However, the important difference between a network and a set of trees is the lack of independence of Fitch length labellings [ie. the Hadamard distance between nodes]. We illustrate this in Fig. 2. We have the same initial tree with the same tip sequences, but the Fitch branch lengths and internal sequences are different. In the top figure we see that haplotype E connects to D, while haplotype A and B form a cherry also connecting to D. But an alternative is that haplotype E connects to C. This has the effect of changing the topology throughout the tree. So by making some choice in one part of the Fitch tree, it can have topological consequences elsewhere in the tree. In the network case, each ambiguity is represented independently of each other.
It is difficult to represent the same information in a [single] graph compared to a set of trees.

Using this argument, the authors focussed entirely on trees in their simulation study comparing phylogenetic methods: "Here, we are considering the case where the true signal is tree-like and that reticulations represent reconstruction ambiguity." They then confirmed the consequent, by demonstrating that under these circumstances network methods produce false-positive reticulations. Tree-based methods cannot produce reticulations, and so there can be no false positives.

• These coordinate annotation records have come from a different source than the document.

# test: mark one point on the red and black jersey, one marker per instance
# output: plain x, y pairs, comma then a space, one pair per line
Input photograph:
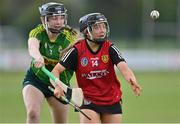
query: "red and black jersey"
95, 71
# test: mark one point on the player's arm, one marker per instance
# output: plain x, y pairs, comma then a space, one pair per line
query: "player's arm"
69, 60
33, 48
127, 73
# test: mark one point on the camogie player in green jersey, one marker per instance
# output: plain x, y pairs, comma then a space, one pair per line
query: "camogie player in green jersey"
46, 44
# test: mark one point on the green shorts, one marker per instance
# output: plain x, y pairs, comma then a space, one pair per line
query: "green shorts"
32, 79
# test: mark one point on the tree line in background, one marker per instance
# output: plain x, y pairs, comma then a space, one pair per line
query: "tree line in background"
124, 16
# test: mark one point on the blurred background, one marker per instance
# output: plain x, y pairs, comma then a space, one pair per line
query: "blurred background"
150, 47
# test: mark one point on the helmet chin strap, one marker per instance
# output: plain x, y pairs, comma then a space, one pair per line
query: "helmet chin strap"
98, 41
53, 31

Apart from the impracticality of dealing with potentially large numbers of trees, the main downside of a collection of trees is that we cannot easily compare those trees, which we can instantly do when they are represented by a single network (ie. the trees differ where there are reticulations in the network). Salzburger et al. indirectly refer to this when they note that a "problem is the evaluation of the reliability of connections in haplotype genealogies." They suggest mapping the consistency index for each mutation responsible for each connection in each tree, which seems to be a rather cumbersome alternative to the use of network reticulations to represent unreliability. (NB. A consensus tree is the third way to represent a set of trees, and this seems rarely be used for haplotypes.)

Interestingly, the authors' results showed that the Phylip program DNAPARS consistently did better than the program PAUP* at recovering the simulated trees. The main difference between these two programs is that PAUP* does a better job of finding the set of maximum-parsimony (MP) trees. The results therefore suggest that the authors' trees were usually not MP trees, so that PAUP* was simply wasting its time looking harder for them.